Selon Lazare Eloundou, Directeur adjoint de la division du patrimoine de l’Unesco, il ne s’agit pas seulement de reconstruction de monuments en pierre ou en terre mais des questions d’identité, de dignité, et la manière de contribuer à la reconstruction de la paix au Mali.

« Ce patrimoine culturel reflète la vie des communautés, son histoire et représente un trait d’union entre son passé, son présent et son futur. il constitue l’élément de liaison le plus important entre les communautés. Les mausolées de Saints Tombouctou dont les plus anciens datent du 13e siècle constituent pour elles un rempart psychologique de protection de la cité et occupent une place prépondérante dans l’identité culturelle et les croyances culturelles des communautés locales », a-t-il poursuivi.
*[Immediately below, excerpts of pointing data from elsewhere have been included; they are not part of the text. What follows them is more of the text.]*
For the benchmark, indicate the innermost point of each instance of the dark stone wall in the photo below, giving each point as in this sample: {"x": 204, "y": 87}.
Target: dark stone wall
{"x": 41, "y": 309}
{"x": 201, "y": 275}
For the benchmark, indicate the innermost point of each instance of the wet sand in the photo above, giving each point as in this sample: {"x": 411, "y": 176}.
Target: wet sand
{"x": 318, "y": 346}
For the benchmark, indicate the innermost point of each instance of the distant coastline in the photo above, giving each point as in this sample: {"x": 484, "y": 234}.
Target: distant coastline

Au titre des réalisations, cette mobilisation tant au niveau international que de la communauté locale a permis la reconstruction des 14 mausolées du patrimoine mondial, la réhabilitation des mosquées et bibliothèques de manuscrits anciens à travers un financement de plus de 3 millions de dollars de l’Unesco et de tous ses partenaires.

En ce sens une coopération a été également développée avec le gouvernement du Mali, la Minusma, le Système des Nations Unies au Mali et la cour pénale internationale démontrant le potentiel fédérateur du patrimoine et le rôle important de la culture pour la sécurité et la paix en situation de crise.
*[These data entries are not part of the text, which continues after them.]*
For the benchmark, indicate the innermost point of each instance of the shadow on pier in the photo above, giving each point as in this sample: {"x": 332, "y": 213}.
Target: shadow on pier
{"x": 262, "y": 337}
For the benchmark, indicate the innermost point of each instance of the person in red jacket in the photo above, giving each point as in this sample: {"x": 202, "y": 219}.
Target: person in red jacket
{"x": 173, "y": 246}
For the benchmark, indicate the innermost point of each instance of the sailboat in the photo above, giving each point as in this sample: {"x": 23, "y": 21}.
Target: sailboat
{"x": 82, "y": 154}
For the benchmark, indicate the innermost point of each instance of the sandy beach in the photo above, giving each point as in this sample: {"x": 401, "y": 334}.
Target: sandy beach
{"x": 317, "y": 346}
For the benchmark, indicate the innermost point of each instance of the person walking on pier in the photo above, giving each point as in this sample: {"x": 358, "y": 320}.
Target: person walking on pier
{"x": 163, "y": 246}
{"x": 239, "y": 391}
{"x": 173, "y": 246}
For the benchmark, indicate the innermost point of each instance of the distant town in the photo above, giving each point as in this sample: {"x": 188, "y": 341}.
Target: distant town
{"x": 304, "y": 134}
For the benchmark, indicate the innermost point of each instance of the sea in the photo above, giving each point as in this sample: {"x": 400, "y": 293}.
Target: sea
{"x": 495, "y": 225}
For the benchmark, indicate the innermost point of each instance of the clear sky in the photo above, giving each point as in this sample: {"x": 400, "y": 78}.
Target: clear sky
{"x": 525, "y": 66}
« Assurément nous avons de quoi être fier après le travail abattu. Quand il s’est agit de plonger le mental et le moral du peuple malien dans la guerre des abîmes, en s’en prenant de façon physique au patrimoine et à la culture, comme un seul homme, la communauté internationale a mis de côté ses divergences pour se dresser avec le Mali, contre l’agresseur. De Tombouctou à St Petersburg, en passant par Paris, le message a été unique, fort et intransigeant », a indiqué Diallo Ramatoulaye N’Diaye, ministre de la culture.
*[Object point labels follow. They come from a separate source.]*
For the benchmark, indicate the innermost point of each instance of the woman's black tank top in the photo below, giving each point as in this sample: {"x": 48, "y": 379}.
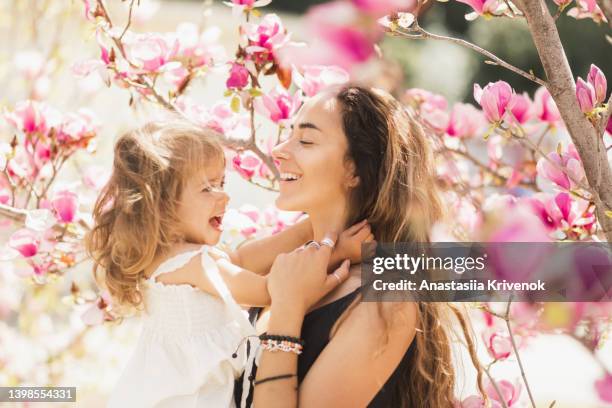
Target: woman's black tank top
{"x": 316, "y": 329}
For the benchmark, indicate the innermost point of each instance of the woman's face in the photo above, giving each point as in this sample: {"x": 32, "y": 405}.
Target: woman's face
{"x": 312, "y": 160}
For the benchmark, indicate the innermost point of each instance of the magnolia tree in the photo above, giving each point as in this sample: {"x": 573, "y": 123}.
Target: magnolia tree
{"x": 513, "y": 166}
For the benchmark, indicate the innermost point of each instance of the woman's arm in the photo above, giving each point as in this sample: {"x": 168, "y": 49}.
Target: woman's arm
{"x": 351, "y": 369}
{"x": 355, "y": 364}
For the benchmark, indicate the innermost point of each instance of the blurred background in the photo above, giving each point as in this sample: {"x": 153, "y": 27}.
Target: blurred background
{"x": 43, "y": 341}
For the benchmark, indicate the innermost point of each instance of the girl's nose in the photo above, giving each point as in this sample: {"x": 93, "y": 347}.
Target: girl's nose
{"x": 223, "y": 198}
Malgré ces différentes réalisations, il ressort que certains travaux reste à faire notamment les clôtures des cimetières abritant les mausolées de saints qui n’ont pu être reconstruits et sécurisés, les mosquées qui ont besoin de travaux supplémentaires pour consolider leurs toitures, favoriser le drainage de l’eau et freiner l’ensablement.

A cela s’ajoute des travaux de réaménagement complémentaires de la place de l’indépendance autour du monument Al Farouk.

C’est au regard de ces différents travaux qui restent à faire qu’il a été ainsi décidé par l’Unesco et ses partenaires, la mise en place une deuxième phase du programme de réhabilitation du patrimoine culturel et de sauvegarde des manuscrits anciens.

A en croire Lazare Eloundou « Les intérêts manifestes manifestés par les premiers partenaires à soutenir cette deuxième phase, à savoir notamment l’Union Européenne et le gouvernement de l’Inde sont très salutaires et laissent augurer de l’optimisme pour la poursuite des activités. Néanmoins, la mobilisation d’autres partenaires est indispensable pour relever pleinement les défis de cet extraordinaire programme ».